Les Japonais vont-ils disparaître ?

Fin 2018, le journal The Japan Times annonçait que le nombre de bébés nés au Japon au cours de l’année écoulée était le plus bas depuis que les données avaient commencées à être collectées en 1899. (Lire l’article ici, en anglais)

En 2018, seulement 921.000 bébés sont nés, un chiffre qui se situe sous la barre du million pour la 3e année consécutive et ne permet plus un renouvellement de la population. Le déclin de la population n’est pas un phénomène nouveau au pays du soleil levant, mais il continue à prendre un peu plus d’ampleur chaque année. Tous les démographes s’accordent à dire que la population japonaise risque de passer d’environ 126 millions d’habitants actuellement à 88 millions en 2065. Tout ça en moins de 50 ans donc !

Alors pourquoi les Japonais ne font-ils plus d’enfants ? Quelles sont les vraies causes de ce déclin démographique ?

Un déclin inexorable qui s’est enclenché il y a bien des années.

Il y a plusieurs raisons qui permettent d’expliquer cette baisse massive et continue de la natalité sur l’archipel.

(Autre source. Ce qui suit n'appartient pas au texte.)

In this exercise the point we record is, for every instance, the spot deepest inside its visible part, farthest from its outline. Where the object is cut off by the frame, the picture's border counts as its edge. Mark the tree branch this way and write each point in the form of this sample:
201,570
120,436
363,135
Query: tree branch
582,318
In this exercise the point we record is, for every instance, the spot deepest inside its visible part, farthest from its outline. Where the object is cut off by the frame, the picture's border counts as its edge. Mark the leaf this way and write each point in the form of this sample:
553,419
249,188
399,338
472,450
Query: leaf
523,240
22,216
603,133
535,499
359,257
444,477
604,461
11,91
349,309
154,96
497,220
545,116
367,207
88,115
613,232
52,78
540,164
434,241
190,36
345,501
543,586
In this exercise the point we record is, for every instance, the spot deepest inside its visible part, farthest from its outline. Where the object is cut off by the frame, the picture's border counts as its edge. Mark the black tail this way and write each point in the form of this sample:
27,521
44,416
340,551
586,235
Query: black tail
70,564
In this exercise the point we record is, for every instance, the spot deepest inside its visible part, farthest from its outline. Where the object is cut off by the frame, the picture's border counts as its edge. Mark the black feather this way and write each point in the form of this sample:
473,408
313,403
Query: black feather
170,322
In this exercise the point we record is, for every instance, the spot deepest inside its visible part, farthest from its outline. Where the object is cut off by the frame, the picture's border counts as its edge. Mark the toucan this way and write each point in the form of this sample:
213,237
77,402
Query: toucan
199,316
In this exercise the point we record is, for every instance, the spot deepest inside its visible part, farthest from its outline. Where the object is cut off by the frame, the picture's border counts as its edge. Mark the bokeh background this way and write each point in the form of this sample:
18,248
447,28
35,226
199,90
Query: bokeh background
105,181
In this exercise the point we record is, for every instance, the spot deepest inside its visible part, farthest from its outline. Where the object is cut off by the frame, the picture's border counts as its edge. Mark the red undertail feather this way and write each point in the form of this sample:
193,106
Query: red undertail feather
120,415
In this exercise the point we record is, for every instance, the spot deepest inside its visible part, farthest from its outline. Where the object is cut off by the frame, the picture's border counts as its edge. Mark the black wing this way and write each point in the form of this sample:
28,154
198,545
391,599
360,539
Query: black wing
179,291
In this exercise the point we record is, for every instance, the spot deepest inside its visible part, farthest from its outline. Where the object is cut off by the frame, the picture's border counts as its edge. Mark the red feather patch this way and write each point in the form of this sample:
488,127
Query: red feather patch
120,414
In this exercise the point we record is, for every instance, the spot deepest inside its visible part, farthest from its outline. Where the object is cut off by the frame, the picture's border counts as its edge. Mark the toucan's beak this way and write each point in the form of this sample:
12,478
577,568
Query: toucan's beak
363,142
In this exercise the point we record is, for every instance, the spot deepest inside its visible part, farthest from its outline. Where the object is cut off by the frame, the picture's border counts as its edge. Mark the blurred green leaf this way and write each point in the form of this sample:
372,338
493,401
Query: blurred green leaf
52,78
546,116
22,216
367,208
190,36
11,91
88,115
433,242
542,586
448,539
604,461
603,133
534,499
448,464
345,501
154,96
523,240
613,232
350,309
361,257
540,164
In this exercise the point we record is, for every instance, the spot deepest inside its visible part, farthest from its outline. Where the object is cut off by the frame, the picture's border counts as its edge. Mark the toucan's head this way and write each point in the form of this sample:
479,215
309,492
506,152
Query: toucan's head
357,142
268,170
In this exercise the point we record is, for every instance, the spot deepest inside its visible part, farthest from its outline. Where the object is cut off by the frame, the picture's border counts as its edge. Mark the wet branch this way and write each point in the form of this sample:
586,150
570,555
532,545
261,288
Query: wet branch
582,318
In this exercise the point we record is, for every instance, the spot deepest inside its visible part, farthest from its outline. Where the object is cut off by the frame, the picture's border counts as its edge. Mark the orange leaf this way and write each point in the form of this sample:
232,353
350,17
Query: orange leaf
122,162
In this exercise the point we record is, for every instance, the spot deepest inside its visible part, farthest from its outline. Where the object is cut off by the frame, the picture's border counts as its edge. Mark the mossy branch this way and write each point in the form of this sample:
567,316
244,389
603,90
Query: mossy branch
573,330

Les coûts liés à l’éducation des enfants. Un journaliste nippon, Masuo Yokota avance un chiffre : « Il faut compter, au minimum, 150 000 euros (Ndrl : environ 18 millions de yens) pour la seule éducation d’un enfant jusqu’à sa sortie de l’université ». Une somme qui même au Japon semble manifestement en décourager plus d’un d’avoir des enfants. Ceux qui pensent ne pas pouvoir assurer tous ces coûts préfèrent souvent ne même pas se marier. Car sans argent, pas de mariage. Et pas d’enfant non plus car ici mariage et procréation sont étroitement liés. Seuls 2 % des enfants naissent hors mariage ici. En France, c’est près de 60 % !

Le désintérêt des Japonais pour la sexualité. C’est malheureusement un phénomène national. Au total, près de la moitié des Japonais ne seraient pas intéressés par la chose. (article en anglais). Il y aurait plusieurs raisons principales citées par ceux qui ont répondu aux études sur la question : Être trop fatigué après le travail ou fatigué par l’acte en lui-même, avoir un désintérêt pour la chose après la naissance des enfants et enfin voir son conjoint comme un père ou une mère plutôt que comme un partenaire amoureux. Ceci concerne les couples bien sûr, mais les célibataires ne sont pas en reste. Beaucoup d’entre eux restent vierges une grande partie de leur vie. Le Japon a même inventé un mot pour désigner ce profil apparu au début des années 2000 : Soshoku Danshi, autrement dit, des « herbivores », peu intéressés par la vie de couple ou les relations sexuelles. Enfin, selon ces mêmes études, les relations sexuelles au sein des couples, même jeunes, sont apparemment plutôt rares.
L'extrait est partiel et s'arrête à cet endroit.